I never found out his name. This is what I did know, and what I told the police: He had a broad nose and a face with a dark complexion. A slim mustache appeared to be just growing in above his lip. He could not have been older than 14 or 15. He approached John and me riding a BMX-style bicycle as we stood in a dimly-lit parking lot behind a doctor's office in Durham. He wore jeans, a dark, hooded sweatshirt and a baseball hat that may have been camouflage.

And he had a gun.

"Give it to me. Give it all to me. You've got less than five seconds."

As I replayed what happened that night, I was surprised at how soft his voice was, how it remained calm, given the tense situation. He spoke exactly 15 words, none of which offered any clue as to why he might be doing this. He seemed to have appeared from nowhere, but I would later recall noticing him circling the edge of the parking lot minutes before he approached us. He now sat on his bike only a few feet in front of us.

John and I had been deep in conversation, paying no attention to our surroundings. We had just finished a doctor's deposition, and there we stood, two lawyers dressed in suits. John, 20 years my senior, held a leather briefcase in his right hand. I was holding a thick file of medical records on my left hip.

The shots started as soon as the last words left the shooter's mouth. John was hit first. The bullet pierced his abdomen and he collapsed like a deflated balloon. The second bullet followed a split second after the first. It tore through my left forearm, entering as a slim, smooth cylinder no more than a quarter inch in diameter, but exiting as a 2-inch slug of destructive fury, shaped like the chopping blade of a kitchen blender.
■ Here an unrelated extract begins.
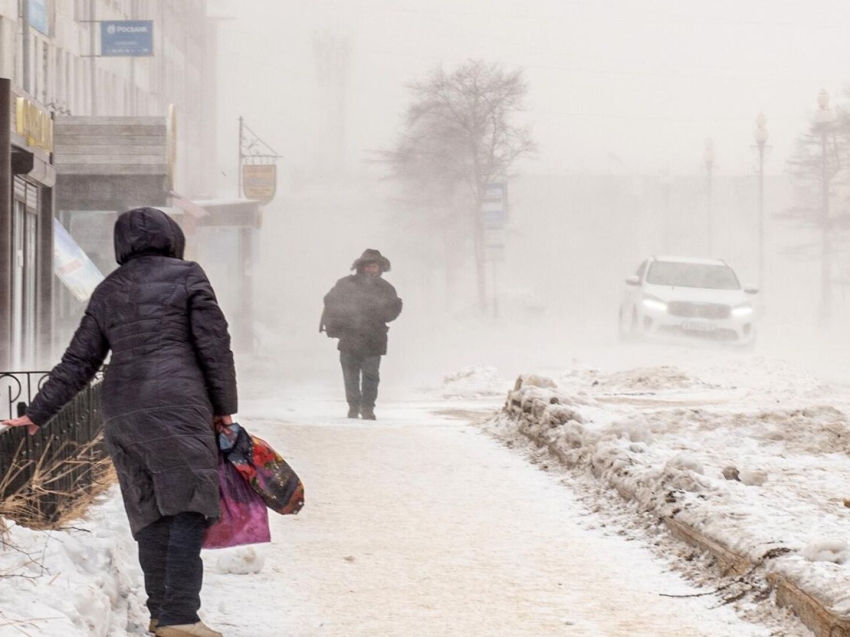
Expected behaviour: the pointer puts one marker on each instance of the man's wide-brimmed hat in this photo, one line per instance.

My lower arm and hand went numb. The file fell to the ground. I began to run. I didn't know where, just away from the sound of the gunshots I could still hear.

I made it only a few feet before I fell over, my leather shoes slipping on the dry pine needles covering the ground. In only a matter of seconds, the shooter fired his gun more times than I can remember.

I would later learn how close he came to hitting me. One bullet was found lodged in the front end of my car, near where I had fallen. Another somehow blew through my right shoe -- creating two perfect holes just to the right of the laces and at the tip -- without touching my foot.

How the shooter managed to miss me from such close range I cannot explain. What is important, though, is that he did miss. I got back on my feet and sprinted to the busy road in front of the medical office. After several failed attempts, I managed to flag down a passing car willing to stop for someone in a dark suit frantically waving one arm while the other dangled, covered in blood.

John did not die. We were rushed separately to a nearby hospital, where surgeons patched us back together as best they could. The boy with the gun managed to slip away, leaving behind only his baseball cap, which the police found on a nearby street.

* * *

I SPENT FOUR NIGHTS IN THE HOSPITAL. A contraption of titanium screws and rods jutted from my arm, holding it together like an erector set. The hollow-point bullet left behind a mushroom of flesh erupting from the exit wound 2 inches below my wrist. I hardly slept during the days and nights in the hospital, and many more after them, save for brief Percocet- and Vicodin-induced naps.